If your data seems off, you may want to experiment with perhaps wearing the device a bit tighter or wearing it on your other wrist. If sleep stages are not showing it might be because the tracker was unable to get a consistent heart-rate reading or you wore it too loosely.
- Try wearing the device on the other wrist
Strapping the wearable around your non-dominant wrist might increase accuracy. This is because the non dominant hand tends to move less. Fewer movements point to more kip time.

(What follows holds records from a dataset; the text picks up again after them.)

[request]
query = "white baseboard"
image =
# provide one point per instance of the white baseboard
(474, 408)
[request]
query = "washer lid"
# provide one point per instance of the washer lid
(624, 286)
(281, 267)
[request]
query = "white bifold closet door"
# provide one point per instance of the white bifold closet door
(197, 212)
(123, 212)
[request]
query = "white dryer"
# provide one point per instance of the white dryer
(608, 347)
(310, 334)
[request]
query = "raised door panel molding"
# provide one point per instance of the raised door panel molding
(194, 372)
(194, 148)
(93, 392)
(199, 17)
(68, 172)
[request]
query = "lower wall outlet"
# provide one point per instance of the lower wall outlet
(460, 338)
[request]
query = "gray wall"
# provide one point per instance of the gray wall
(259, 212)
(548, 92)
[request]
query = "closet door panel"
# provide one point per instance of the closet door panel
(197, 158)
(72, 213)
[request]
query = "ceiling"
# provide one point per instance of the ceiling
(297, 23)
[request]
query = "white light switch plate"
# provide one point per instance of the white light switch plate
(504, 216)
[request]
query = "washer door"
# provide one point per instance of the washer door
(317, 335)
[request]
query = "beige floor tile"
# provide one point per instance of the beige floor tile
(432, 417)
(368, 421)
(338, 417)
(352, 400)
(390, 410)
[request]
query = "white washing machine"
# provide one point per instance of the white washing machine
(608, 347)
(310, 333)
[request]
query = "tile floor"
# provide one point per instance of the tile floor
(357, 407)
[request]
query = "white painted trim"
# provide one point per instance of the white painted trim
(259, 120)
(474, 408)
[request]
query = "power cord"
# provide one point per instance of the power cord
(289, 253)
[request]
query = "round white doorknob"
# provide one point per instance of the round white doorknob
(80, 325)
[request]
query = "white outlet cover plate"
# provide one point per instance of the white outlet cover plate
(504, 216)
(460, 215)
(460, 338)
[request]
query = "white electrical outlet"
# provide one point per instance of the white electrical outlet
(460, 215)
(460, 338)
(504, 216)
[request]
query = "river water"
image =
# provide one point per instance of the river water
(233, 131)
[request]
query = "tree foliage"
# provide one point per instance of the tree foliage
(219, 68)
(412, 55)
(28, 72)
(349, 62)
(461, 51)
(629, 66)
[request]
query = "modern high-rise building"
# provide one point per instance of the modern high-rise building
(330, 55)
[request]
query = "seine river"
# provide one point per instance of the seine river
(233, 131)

- Make sure you’ve had at least 3 hours of consecutive sleep
One thing to be aware of is that you need at least 3 consecutive hours of sleep in order for sleep stage info to be recorded. Shorter sleep sessions will record but without this type of info. In fact, the data will be quite limited. Fitbit keeps tabs on all naps that last more than an hour.
- Is the battery critically low?
There are a few other things you should check. If your battery is critically low it is possible your wearable has switched off sleep tracking during the night to preserve battery. Top up the wearable.
- Change sleep sensitivity
Few users know there’s a sleep sensitivity setting in the Fitbit app. Go to the Accounts tab and choose Advanced Settings. Tap on Sleep Sensitivity and choose from the available options.
The default option is the normal setting. This only counts significant movements as being awake, such as rolling over. The sensitive setting will result in your device recording nearly all movements as time spent restless or awake. Play around with this to see if it makes a difference.
- Is the heart rate sensor enabled?
Next up you should check the hart rate setting. This should be set to “On” because Fitbit uses the sensor to figure out when you are asleep and for sleep stage info. Even if you think it’s on – double-check. You may have inadvertently switched it off.
The device on your wrist might record sleep even with the heart rate monitor off. But in this case you will not get any sleep stage info – just the basics.
- Are you running the latest software?
Typically, it is good to be running on the latest version of the Fitbit smartphone app and the latest version of the firmware for your activity tracker or smartwatch.
For example, a few months ago there was a bug which resulted in users only seeing simplified sleep data. The bug treated long sleep sessions as if they were naps! The issue appeared on both Android and iOS phones.
And yes, we know it can be a risk sometimes updating to the latest version of the software. But in the long run you are better off. Fitbit has been known to release buggy software updates but that’s the exception rather than the rule.
- If everything fails – contact Fitbit’s Customer Support
As always, if all else fails you should contact Fitbit’s Customer Support team. If your wearable has completely stopped tracking sleep you may be experiencing another issue. Or the device may be faulty.
A workaround if only part of your sleep has been recorded
There is a workaround if you find your nightly sleep data is incomplete. It is a manual solution that is not ideal – but may be better than doing nothing.
You can edit the sleep log in the smartphone app by tapping the 3 dots in the upper right corner of each sleep session. This gives you the option to edit or delete the line.
So let’s say you have two separate sleep sessions for the night. You could delete the first one and edit the start of the second one to coincide with when you actually went to bed. It’s a good way of merging two or more half-night segments.
The sleep stage info will be a bit messed up but the length of the sleep session will be correct. You might even find that sleep stage info has been deleted entirely for that night.